1. 12

  2. 4

    Wow. Bleach has been a staple in my Python toolkit for years - v1 was released about 12 years ago, and I’m fairly certain Bitbucket was using it when I worked there almost 8 years ago. Thank-you for maintaining it for so long. I hope another library steps up to take its place.

    Though, outside of compatibility updates, and major bug fixes, is there much that needs to be done with bleach? It seems like part of the reason for its longevity is that it’s had a similar API for a long time, and it’s been very stable. Maybe it could be changed to use lxml.html under the hood to get around html5lib seeming to be unmaintained, but it doesn’t seem like a very high priority unless there’s a security issue or major bug with the underlying library.

    1. 2

      While it is sad to see Bleach deprecated, as it is a library I’ve used for SO long time, I expect some amount of projects like nh31 to emerge soon to fill the void.

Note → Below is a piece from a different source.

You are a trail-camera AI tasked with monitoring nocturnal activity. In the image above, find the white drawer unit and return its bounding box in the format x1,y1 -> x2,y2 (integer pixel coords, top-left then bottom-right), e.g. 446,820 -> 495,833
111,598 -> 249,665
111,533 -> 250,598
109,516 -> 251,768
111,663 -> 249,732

      Which even can be seen as win-win situation, as ammonia2 crate declares itself as 15x time faster alternative to Bleach.

      1. 2

        This feels like it’s been a while coming. Gloriously, html5lib deprecated its sanitizer in favor of Bleach in 2020, but the project’s owners haven’t passed the torch.

        Around that time I looked into forking html5lib due to the lack of maintenance (they aren’t great about merging PRs) and slow performance. My thought was to type annotate it enough to run mypyc on it. However, after triaging all the open issues and digging into the implementation I don’t think it’s really worth salvaging, for a number of reasons:

        • It’s surprisingly incomplete, lacking support for not-exactly-new stuff like <wbr> and <ol reversed> (and there are many more omissions in the sanitizer)
        • The parsing is done character-by-character and with a substantial amount of indirection — there’s no clear way to improve its performance without a radical re-architecture
        • There is a ton of internal layering to support generating different tree representations (ElementTree, DOM) that adds a ton of complexity and weird asymmetry between what the parser produces and what the serializer consumes (you can’t stream the parser’s tokens into the serializer directly; you must go through a tree builder even if you know the input is well-formed because the tokens are different)
        • The serializer tokens are dictly-typed, so pointlessly slow on modern Pythons
        • It doesn’t pass its own test suite

        It feels like the victory of the project was html5lib-tests, which were used to build html5ever, not so much the actual software product.

        I’ll probably end up porting my HTML processing code to Rust so I can use html5ever directly.

        1. 1

          If using rust, I can highly recommend https://github.com/rust-ammonia/ammonia which is already sitting on top of html5ever.